SAN DIEGO — Treatment with glucagon-like peptide-1 receptor agonists significantly reduced alanine aminotransferase among children with metabolic dysfunction-associated steatotic liver disease, especially those with type 2 diabetes.

“MASLD is the most common chronic liver disease in children, the rates continue to rise and is the fastest growing indication for liver transplant specifically in young adults ,” Andrea M. Tou, MBBCh, BAO, a fellow in the department of gastroenterology, hepatology and nutrition at Children’s Hospital of Philadelphia, told Healio. “Unfortunately, there’s no FDA-approved treatment for it yet for children and adolescents.

“We know that lifestyle modifications are effective in treating pediatric MASLD, but with the growing rates of obesity and pediatric MASLD, just like in adults, it’s really hard to consistently implement in practice. That’s why we need more pharmacologic options to be used alongside lifestyle.”

With limited data on the use of GLP-1s in pediatric MASLD, Tou and mentor, Jennifer Panganiban, MD, attending gastroenterologist and director of the Non Alcoholic Fatty Liver Disease Program at Children's Hospital of Philadelphia, conducted a retrospective cohort study of patients aged younger than 21 years who started treatment with GLP-1s at Children’s Hospital of Philadelphia from Jan. 1, 2018, to Jan. 10, 2024.

The primary outcome was a reduction of at least 17 U/L in ALT, while secondary outcomes included change in BMI z-score, weight and serum markers of metabolic dysfunction-associated comorbidities. All outcomes were assessed at baseline, 6 months and end of treatment.

The cohort included 111 patients (median age at GLP-1 initiation, 15 years; 51% boys; 40% white), whose mean baseline ALT and BMI were 78.1 U/L and 43 kg/m², respectively. The mean treatment duration was 13 months, with semaglutide the most frequently prescribed.

Paired Wilcoxon signed-rank test analysis showed a significant mean reduction in ALT by 23.4 U/L at 6 months and by 18.2 U/L overall (P = .02 for both). Notably, among patients with an ALT more than 2-times the upper limit of normal, levels improved by 46.8 U/L (P = .01).

“ALT improved in our patient population at 6 months and posttreatment,” Tou said. “That was really significant because, according to current AASLD and EASL guidelines, improvement in at least 17 U/L is associated with histologic improvement of MASH.”

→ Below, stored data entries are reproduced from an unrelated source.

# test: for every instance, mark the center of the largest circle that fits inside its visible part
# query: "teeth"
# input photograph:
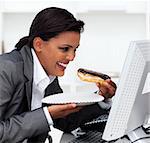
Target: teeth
(62, 64)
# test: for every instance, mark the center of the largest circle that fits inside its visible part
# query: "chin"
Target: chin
(60, 74)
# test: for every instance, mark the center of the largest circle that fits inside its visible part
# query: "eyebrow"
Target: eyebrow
(70, 45)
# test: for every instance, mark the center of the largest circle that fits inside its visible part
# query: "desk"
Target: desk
(66, 137)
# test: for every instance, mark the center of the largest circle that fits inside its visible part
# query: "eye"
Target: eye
(64, 49)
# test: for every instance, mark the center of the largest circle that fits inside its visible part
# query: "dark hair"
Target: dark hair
(49, 23)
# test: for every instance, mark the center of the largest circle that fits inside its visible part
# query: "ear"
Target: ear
(37, 44)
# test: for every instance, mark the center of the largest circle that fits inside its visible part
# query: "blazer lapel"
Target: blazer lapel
(28, 72)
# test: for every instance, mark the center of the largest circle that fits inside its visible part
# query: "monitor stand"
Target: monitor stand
(139, 136)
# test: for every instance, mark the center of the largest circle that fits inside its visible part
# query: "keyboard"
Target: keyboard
(89, 137)
(92, 131)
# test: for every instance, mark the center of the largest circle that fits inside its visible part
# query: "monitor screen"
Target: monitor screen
(130, 105)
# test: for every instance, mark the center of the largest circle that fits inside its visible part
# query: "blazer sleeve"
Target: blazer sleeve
(13, 126)
(77, 119)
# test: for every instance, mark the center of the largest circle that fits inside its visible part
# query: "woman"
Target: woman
(30, 72)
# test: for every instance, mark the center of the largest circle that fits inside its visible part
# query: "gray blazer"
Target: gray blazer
(17, 121)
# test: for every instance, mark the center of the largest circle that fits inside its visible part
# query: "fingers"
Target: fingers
(60, 111)
(107, 89)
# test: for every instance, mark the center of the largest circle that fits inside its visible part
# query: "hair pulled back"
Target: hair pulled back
(49, 23)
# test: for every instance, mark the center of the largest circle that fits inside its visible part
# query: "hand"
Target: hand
(107, 89)
(60, 111)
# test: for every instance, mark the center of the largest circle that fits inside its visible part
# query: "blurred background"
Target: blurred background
(110, 26)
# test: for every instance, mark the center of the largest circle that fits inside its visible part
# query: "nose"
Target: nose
(70, 56)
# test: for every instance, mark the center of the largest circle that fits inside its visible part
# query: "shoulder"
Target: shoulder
(11, 66)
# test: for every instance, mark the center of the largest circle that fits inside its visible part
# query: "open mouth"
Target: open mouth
(62, 65)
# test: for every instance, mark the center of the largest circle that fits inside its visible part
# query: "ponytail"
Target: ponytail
(23, 41)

Further, when stratifying patients by indication for obesity (51%) vs. type 2 diabetes (49%), the researchers observed a greater mean reduction in ALT by 32.9 U/L among those with diabetes (P = .02).

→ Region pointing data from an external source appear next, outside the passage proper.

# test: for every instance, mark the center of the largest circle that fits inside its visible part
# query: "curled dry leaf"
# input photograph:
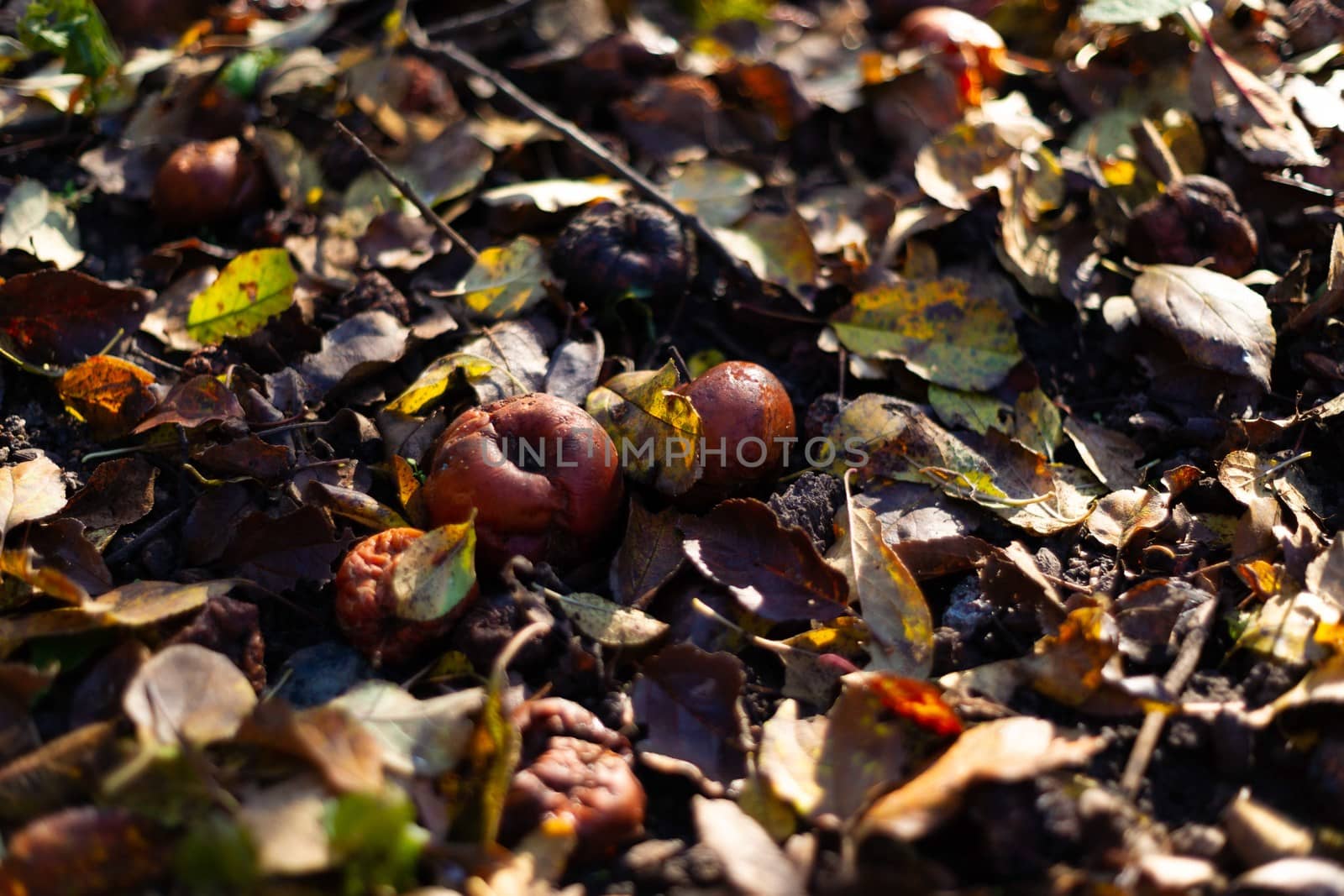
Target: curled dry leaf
(436, 573)
(111, 394)
(890, 600)
(85, 852)
(1218, 322)
(1003, 752)
(656, 430)
(62, 317)
(504, 281)
(416, 736)
(691, 703)
(752, 862)
(30, 490)
(895, 439)
(187, 694)
(773, 571)
(609, 624)
(941, 331)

Tou also reported a mean decrease in BMI z-score of 0.07 (P < .01), although there were no notable changes in weight loss or BMI. Significant improvements were noted in aspartate aminotransferase, HbA1c, gamma-glutamyl transferase and triglycerides.

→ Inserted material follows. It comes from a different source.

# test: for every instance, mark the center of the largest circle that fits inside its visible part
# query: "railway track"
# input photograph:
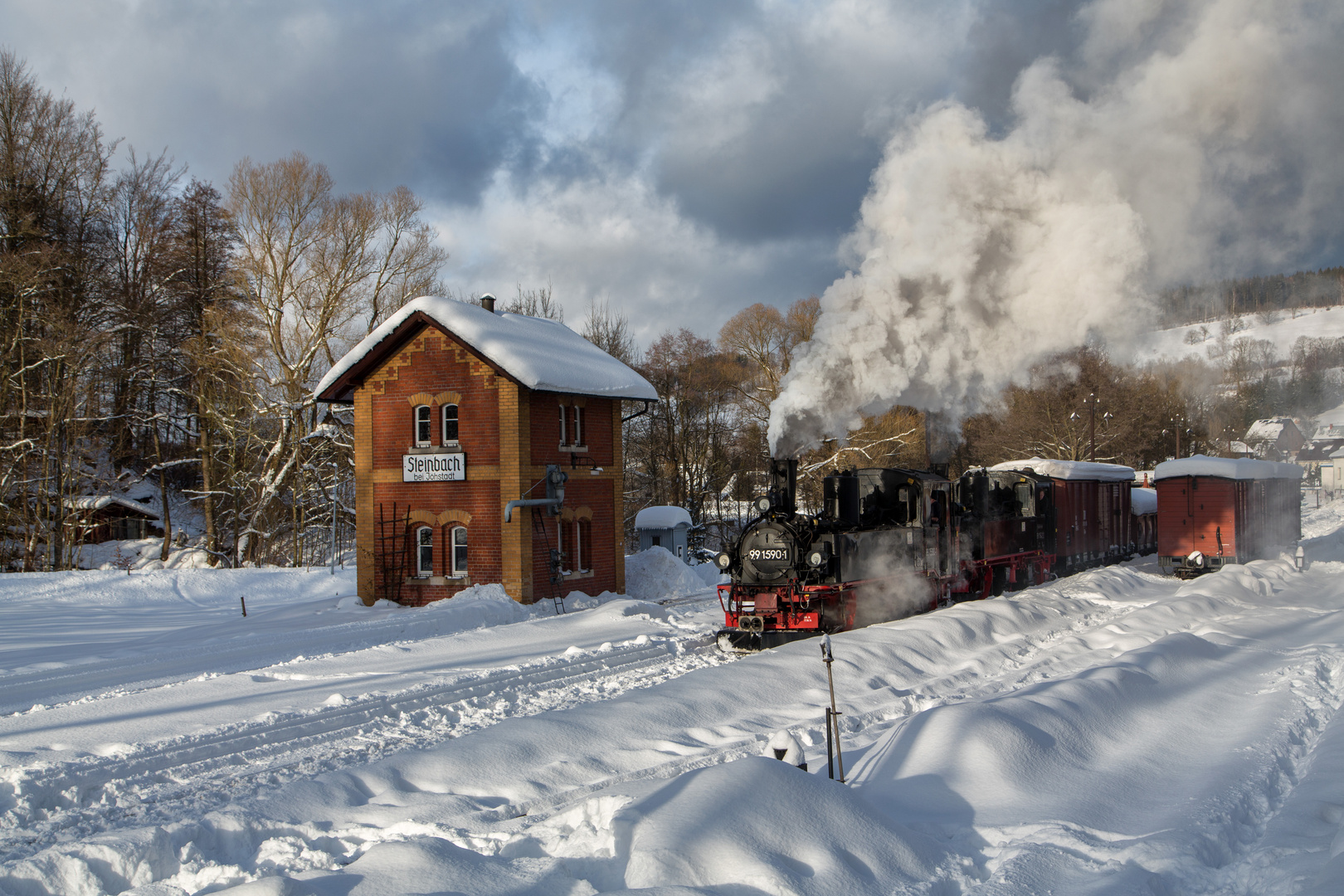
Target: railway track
(166, 782)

“Hopefully in the future [these results] could help guide the use of GLP-1 for pediatric patients with MASH, with the indication of obesity and type 2 diabetes who have the greatest risk for progression,” Tou told Healio. “We know that it may not be indicated for every MASLD patient, but I think eventually, having multiple options, could be a really powerful option for some.”